As an aside, he strikes me as someone who's been told he has some short
measure of time left to live and is trying to make the most of it. By all
measures, he's swinging for the fences.

------
rebootthesystem
My prediction has always been that all traditional car manufacturers will jump
into the market with gusto at the next inflection point in battery technology.

The current state of the art battery technology for vehicles is heavy and has
less than desirable energy density.

The minute a new technology can deliver twice the energy density at the same
or lower weight and lower cost most established car manufacturers will jump
in.

Electric cars are very easy to build when compared to IC cars. The simplest
fact being that you are eliminating thousands of mechanical components and
replacing them with an electric motor and hundreds (or thousands?) of
electronic components (for motor control). Electronics design and
manufacturing is easier, cheaper and faster than mechanical manufacturing.

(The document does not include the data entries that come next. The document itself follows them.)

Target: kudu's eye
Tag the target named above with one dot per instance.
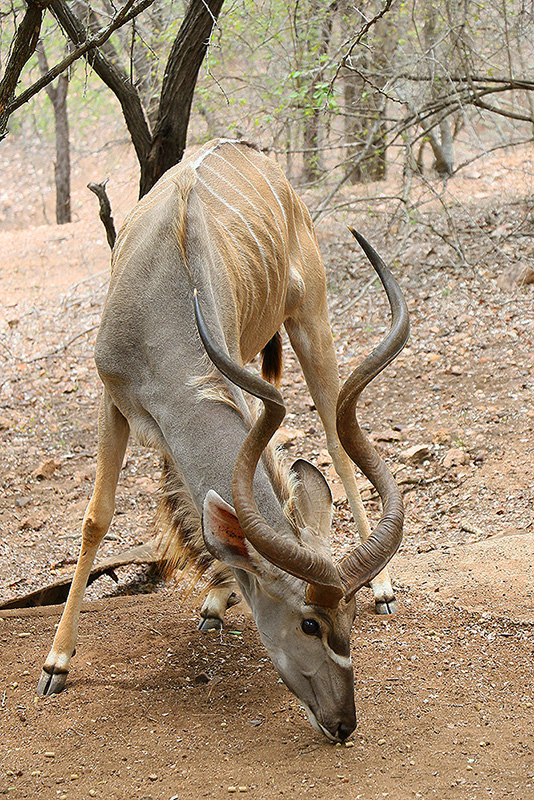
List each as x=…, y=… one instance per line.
x=310, y=627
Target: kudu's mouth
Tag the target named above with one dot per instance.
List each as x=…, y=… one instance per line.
x=342, y=732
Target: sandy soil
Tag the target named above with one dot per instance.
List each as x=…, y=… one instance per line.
x=153, y=709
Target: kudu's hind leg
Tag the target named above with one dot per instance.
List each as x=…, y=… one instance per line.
x=113, y=431
x=314, y=346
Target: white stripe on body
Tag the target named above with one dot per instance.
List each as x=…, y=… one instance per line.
x=255, y=188
x=244, y=196
x=245, y=222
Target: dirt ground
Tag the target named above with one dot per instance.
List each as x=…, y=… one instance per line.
x=153, y=709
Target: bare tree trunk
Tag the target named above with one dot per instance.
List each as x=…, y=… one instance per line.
x=442, y=147
x=161, y=149
x=58, y=97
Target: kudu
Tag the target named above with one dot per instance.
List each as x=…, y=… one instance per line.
x=225, y=234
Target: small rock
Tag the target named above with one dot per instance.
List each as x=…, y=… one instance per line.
x=455, y=457
x=441, y=436
x=324, y=459
x=415, y=455
x=286, y=436
x=387, y=435
x=525, y=277
x=46, y=469
x=425, y=547
x=31, y=524
x=22, y=501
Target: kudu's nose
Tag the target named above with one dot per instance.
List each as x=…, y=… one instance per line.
x=344, y=731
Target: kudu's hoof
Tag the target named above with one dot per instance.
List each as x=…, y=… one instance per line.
x=51, y=683
x=210, y=624
x=386, y=606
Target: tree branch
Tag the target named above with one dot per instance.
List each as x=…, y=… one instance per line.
x=22, y=49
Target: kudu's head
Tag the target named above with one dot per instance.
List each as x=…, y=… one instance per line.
x=303, y=602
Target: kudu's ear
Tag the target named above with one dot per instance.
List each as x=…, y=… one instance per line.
x=312, y=498
x=223, y=535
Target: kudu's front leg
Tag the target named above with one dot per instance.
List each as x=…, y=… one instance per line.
x=314, y=346
x=113, y=432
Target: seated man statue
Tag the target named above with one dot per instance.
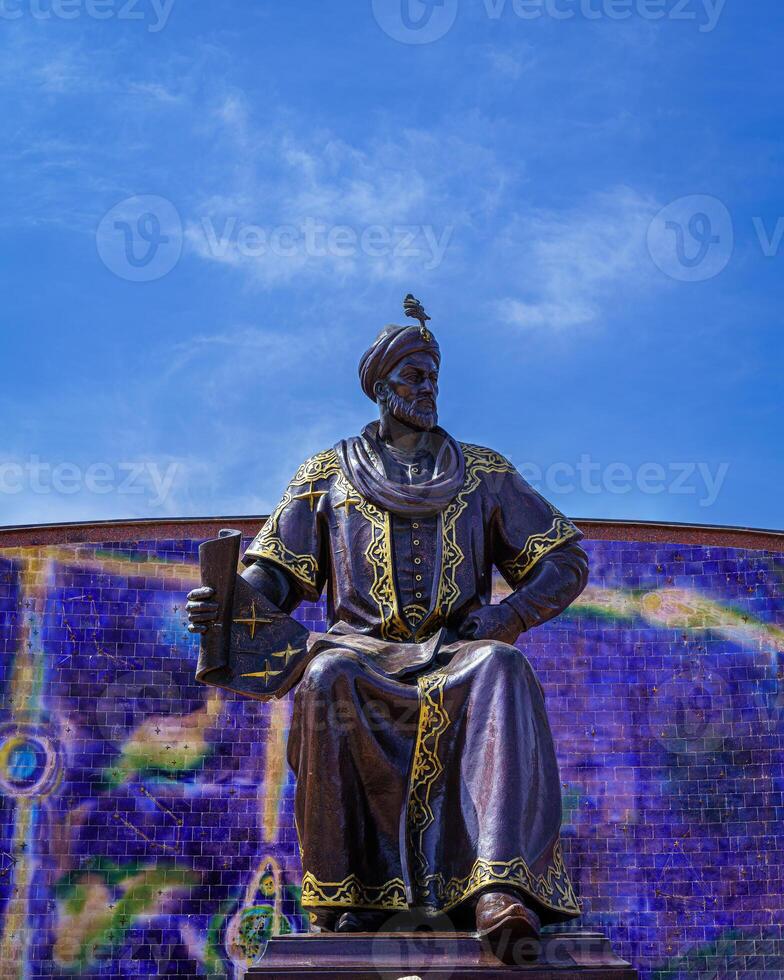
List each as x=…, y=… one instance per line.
x=426, y=774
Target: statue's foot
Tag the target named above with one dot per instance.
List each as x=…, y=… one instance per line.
x=364, y=920
x=326, y=920
x=504, y=921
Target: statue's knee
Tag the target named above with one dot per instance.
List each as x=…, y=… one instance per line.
x=327, y=669
x=505, y=657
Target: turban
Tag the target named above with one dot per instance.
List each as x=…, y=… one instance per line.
x=391, y=346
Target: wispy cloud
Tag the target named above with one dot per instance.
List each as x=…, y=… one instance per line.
x=570, y=263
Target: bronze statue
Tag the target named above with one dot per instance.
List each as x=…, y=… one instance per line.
x=426, y=773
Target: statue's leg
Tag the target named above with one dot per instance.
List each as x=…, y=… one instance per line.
x=349, y=746
x=486, y=803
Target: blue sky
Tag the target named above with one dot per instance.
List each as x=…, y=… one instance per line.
x=210, y=210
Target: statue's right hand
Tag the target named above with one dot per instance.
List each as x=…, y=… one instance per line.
x=202, y=610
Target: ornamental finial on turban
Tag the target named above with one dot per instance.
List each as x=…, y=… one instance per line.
x=393, y=344
x=413, y=308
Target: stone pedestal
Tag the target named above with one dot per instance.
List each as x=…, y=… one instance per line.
x=437, y=956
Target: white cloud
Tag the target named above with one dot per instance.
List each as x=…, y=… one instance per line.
x=572, y=263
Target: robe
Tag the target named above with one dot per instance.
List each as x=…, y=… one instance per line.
x=425, y=765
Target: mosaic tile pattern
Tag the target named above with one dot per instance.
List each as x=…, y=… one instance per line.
x=146, y=824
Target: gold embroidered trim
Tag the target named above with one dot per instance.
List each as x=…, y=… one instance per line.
x=351, y=891
x=537, y=546
x=553, y=889
x=478, y=460
x=378, y=555
x=426, y=767
x=269, y=544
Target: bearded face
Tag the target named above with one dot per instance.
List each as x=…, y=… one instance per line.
x=410, y=391
x=419, y=414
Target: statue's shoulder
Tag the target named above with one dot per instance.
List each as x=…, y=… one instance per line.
x=321, y=466
x=480, y=459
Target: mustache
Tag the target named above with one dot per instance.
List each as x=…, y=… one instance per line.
x=407, y=411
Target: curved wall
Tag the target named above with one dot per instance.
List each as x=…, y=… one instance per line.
x=146, y=822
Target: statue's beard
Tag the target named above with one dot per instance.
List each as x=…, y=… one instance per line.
x=407, y=412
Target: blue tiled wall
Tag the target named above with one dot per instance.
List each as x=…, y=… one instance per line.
x=146, y=823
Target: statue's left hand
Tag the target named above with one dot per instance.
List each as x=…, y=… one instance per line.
x=499, y=622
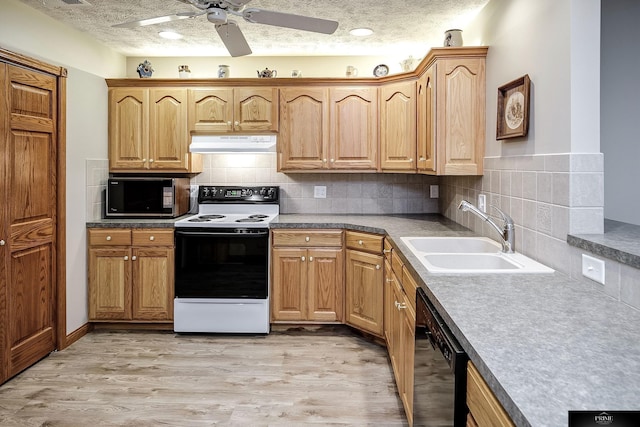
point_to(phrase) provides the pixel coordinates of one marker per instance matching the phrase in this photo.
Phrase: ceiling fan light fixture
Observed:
(170, 35)
(361, 32)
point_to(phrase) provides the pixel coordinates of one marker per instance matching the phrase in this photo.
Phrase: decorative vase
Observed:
(453, 38)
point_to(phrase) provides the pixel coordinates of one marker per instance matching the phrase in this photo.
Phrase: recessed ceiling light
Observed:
(361, 32)
(170, 35)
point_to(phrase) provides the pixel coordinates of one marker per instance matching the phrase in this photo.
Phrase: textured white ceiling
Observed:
(401, 26)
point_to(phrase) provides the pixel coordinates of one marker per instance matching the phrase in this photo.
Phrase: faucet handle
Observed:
(508, 222)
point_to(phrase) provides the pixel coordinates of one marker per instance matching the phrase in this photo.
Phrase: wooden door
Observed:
(168, 136)
(128, 129)
(354, 128)
(289, 284)
(426, 130)
(255, 109)
(364, 289)
(398, 126)
(28, 215)
(110, 283)
(325, 285)
(210, 110)
(461, 116)
(304, 129)
(152, 283)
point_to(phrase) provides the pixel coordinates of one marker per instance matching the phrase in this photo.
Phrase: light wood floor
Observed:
(292, 377)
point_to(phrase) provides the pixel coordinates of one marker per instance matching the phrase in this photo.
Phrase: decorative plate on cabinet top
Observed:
(381, 70)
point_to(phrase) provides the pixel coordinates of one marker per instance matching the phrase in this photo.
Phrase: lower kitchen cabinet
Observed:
(131, 274)
(364, 285)
(308, 276)
(484, 408)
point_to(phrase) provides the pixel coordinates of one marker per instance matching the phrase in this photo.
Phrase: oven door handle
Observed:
(217, 233)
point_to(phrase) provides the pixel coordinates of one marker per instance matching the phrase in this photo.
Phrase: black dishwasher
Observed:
(440, 378)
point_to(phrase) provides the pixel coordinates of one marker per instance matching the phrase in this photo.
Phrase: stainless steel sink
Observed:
(469, 255)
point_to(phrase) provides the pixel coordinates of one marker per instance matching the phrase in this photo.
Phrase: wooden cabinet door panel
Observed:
(168, 136)
(153, 283)
(304, 126)
(354, 128)
(398, 126)
(325, 281)
(255, 109)
(109, 284)
(364, 292)
(128, 128)
(289, 284)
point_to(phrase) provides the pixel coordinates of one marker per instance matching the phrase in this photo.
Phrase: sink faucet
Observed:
(507, 232)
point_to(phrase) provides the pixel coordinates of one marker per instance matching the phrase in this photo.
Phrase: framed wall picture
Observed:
(513, 108)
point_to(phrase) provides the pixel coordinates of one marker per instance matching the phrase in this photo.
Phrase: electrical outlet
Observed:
(320, 192)
(434, 191)
(593, 268)
(482, 202)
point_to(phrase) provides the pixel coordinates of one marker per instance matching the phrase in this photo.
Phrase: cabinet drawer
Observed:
(109, 237)
(365, 242)
(308, 238)
(482, 403)
(153, 237)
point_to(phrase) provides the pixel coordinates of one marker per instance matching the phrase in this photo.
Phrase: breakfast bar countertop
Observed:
(545, 344)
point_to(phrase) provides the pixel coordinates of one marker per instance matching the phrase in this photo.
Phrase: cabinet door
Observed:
(426, 130)
(398, 126)
(288, 289)
(109, 284)
(168, 136)
(304, 129)
(211, 110)
(152, 284)
(325, 282)
(255, 109)
(364, 289)
(128, 128)
(461, 116)
(354, 128)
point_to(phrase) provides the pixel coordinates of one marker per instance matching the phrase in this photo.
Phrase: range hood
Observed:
(233, 144)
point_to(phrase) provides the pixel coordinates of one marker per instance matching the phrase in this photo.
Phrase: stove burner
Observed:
(249, 219)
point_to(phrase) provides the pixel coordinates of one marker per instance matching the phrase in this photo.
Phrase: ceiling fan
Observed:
(217, 12)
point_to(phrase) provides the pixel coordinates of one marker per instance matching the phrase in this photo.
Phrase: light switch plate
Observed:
(320, 192)
(434, 191)
(593, 268)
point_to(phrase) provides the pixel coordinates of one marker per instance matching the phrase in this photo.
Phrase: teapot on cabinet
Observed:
(267, 73)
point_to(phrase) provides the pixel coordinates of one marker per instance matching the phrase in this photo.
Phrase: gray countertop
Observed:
(544, 343)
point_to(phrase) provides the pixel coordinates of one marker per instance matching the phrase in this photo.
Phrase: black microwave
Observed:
(147, 197)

I believe Tesla is positioned to take a big hit when that inflection point
happens. They are inexorably married to a battery technology. The Gigafactory,
as awesome as it might be, is now a large ship with huge mass that is very
difficult to turn around.

The next battery technology might very well turn the Gigafactory into a huge
anchor for a few years, during which all other car manufacturers, lacking that
commitment, are likely to leave Tesla in the dust.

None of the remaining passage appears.